Projects in these three markets are expected to account for 80% of production.
By the end of the decade, the United States, Europe, and China are expected to lead the global supply of low-carbon hydrogen due to strong regulatory support and ambitious growth targets, according to a report from BloombergNEF (BNEF), as reported by Bloomberg.
By 2030, these three markets are anticipated to account for 80% of the global clean hydrogen production, with annual supply expected to increase 30-fold to 16.4 million tons.
The United States is projected to account for 37% of low-carbon hydrogen production by 2030, while Europe and China are expected to account for 24% and 19%, respectively. This is due to strong domestic policy support, including subsidies and tax incentives.
Most of Europe's hydrogen production is expected to come from the UK, the Netherlands, Spain, and Portugal. In China, the situation is more difficult to monitor due to a lack of information about government projects and Beijing's goals.
According to the 'New Energy Outlook 2024' published by BNEF, the demand for all types of hydrogen is expected to quadruple by 2050, reaching 390 million tons. This demand will be driven by industries such as steel, aviation, and shipping. The forecast is based on a zero-emissions scenario, limiting global warming to 1.5°C above pre-industrial levels as stipulated by the Paris Agreement.
By the end of 2030, approximately 95 GW of electrolyzers could be operational, nearly 10 times the capacity approved today. This method is likely to account for almost all hydrogen production in the Asia-Pacific region this decade. At the same time, most of the supply from major producers such as the United States and the United Kingdom will be "blue" hydrogen, produced from fossil fuels but combined with carbon capture and storage.
In terms of electricity generation, green power production could provide most of the aggressive emissions reductions needed by 2030, BNEF noted. This would allow more time to address challenges in industries such as steel and aviation, where cost-competitive low-carbon solutions have not yet become widespread.
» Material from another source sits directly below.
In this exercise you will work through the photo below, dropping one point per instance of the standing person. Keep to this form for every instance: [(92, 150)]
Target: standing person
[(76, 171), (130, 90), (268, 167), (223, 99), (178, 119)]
Achieving zero emissions will require tripling renewable energy capacity by the end of the decade.
Even if the transition is driven solely by economic factors, without additional political incentives, the share of renewables in electricity generation could exceed 50% by the end of this decade.
As reported by Scrap Insight, the European steel industry needs 5 million tons of hydrogen annually to decarbonize its operations. Axel Eggert, CEO of the European Steel Association (EUROFER), noted that major metallurgical projects in the region will be ready to use hydrogen by 2026-2027, but supply is currently lacking.